Chronology Current Month Current Thread Current Date
[Year List] [Month List (current year)] [Date Index] [Thread Index] [Thread Prev] [Thread Next] [Date Prev] [Date Next]

Bad textbooks (an example for the skeptical)



I just encountered the following two homework problems while reading the
Newton's-second-law portion of a grade 9-12 physical science text[1] known
to be in current use in California and probably in other places. The same
implicit misconception appears in both problems, but for your reading
pleasure (?), I have reproduced the text of both problems verbatim below,
just to show you how hard the publishers' hack authors will work to
contrive what appear to be "new" problem types that are really no different
from each other. The two problems both appear on the same page of the
textbook (thankfully, in an appendix, not the main text).

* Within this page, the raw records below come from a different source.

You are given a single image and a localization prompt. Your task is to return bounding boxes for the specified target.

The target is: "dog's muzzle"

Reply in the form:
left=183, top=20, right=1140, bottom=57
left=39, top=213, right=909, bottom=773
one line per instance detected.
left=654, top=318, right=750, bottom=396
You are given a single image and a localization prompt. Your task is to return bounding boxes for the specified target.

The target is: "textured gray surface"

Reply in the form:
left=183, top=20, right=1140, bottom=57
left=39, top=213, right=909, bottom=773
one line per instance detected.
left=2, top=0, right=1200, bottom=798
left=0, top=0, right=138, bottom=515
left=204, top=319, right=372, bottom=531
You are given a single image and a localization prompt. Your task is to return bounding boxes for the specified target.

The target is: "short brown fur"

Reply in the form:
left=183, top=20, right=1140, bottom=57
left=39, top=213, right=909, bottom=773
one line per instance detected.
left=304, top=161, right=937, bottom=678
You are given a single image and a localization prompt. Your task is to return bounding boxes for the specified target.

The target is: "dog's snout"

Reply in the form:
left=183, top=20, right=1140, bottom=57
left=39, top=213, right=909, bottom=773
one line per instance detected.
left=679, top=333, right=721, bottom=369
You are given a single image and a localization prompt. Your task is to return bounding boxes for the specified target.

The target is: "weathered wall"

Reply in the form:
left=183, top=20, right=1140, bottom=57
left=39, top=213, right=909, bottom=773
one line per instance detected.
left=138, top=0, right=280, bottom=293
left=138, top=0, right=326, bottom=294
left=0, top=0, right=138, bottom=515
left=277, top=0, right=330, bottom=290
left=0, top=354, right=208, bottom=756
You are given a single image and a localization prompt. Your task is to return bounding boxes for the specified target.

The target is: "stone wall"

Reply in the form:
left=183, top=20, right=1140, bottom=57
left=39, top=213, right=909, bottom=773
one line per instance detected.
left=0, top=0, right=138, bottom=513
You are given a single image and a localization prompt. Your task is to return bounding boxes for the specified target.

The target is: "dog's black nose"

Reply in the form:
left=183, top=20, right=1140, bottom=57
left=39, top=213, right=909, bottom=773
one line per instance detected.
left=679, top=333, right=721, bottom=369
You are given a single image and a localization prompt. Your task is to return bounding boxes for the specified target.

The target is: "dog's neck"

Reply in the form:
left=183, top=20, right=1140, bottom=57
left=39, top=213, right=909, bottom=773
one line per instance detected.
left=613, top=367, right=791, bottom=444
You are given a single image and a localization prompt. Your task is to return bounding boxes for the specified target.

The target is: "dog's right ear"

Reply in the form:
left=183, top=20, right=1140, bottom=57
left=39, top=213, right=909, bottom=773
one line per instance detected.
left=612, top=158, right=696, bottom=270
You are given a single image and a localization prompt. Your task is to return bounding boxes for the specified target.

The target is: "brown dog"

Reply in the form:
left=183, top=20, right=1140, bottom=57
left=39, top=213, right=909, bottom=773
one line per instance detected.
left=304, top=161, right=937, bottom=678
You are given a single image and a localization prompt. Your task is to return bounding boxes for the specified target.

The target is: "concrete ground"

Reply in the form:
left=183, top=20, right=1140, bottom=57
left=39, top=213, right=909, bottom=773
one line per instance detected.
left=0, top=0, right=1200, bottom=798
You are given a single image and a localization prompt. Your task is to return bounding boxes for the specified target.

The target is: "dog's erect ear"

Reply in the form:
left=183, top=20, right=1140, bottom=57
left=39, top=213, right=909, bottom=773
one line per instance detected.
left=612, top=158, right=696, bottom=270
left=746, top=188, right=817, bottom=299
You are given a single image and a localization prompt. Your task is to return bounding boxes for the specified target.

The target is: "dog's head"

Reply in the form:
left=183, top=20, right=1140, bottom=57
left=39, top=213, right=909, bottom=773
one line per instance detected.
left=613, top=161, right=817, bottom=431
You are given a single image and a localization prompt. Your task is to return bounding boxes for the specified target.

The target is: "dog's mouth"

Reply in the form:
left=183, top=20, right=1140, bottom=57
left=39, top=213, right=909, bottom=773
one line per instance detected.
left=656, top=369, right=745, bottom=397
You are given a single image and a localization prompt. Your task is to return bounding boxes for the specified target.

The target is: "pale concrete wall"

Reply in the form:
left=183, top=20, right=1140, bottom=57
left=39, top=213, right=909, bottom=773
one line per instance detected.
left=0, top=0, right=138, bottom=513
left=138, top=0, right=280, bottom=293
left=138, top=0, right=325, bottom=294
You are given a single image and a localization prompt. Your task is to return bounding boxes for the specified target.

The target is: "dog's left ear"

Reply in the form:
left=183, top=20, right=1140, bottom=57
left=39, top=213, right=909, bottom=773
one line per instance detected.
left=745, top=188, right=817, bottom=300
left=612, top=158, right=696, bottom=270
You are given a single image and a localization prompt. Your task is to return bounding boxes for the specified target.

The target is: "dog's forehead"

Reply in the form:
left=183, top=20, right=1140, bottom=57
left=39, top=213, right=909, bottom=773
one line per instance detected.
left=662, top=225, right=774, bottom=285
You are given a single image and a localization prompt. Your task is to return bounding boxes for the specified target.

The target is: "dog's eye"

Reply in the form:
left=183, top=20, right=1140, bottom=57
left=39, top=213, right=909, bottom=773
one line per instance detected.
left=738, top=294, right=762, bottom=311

1. "A peach falls from a tree with an acceleration of 9.8 m/s^2 downward.
The peach has a mass of 7.4 g. [Editorial comment: not a very big peach?
But wait; here comes the good part!] With what force does the peach strike
the ground?"

2. "A person steps off a diving board and falls into a pool with an
acceleration of 9.8 m/s^2, which causes the person to hit the water with a
force of 637 N. What is the mass of the person?"

Apparently neither the height of fall nor the duration of impact have any
effect on the results. I'll try to inform the publisher, but I have serious
doubt that this will accomplish anything.

--MB

===============

[1] Dobson, K., J. Holman, and M. Roberts, Holt Science Spectrum. Holt,
Rinehart, and Winston (2001), p. 747.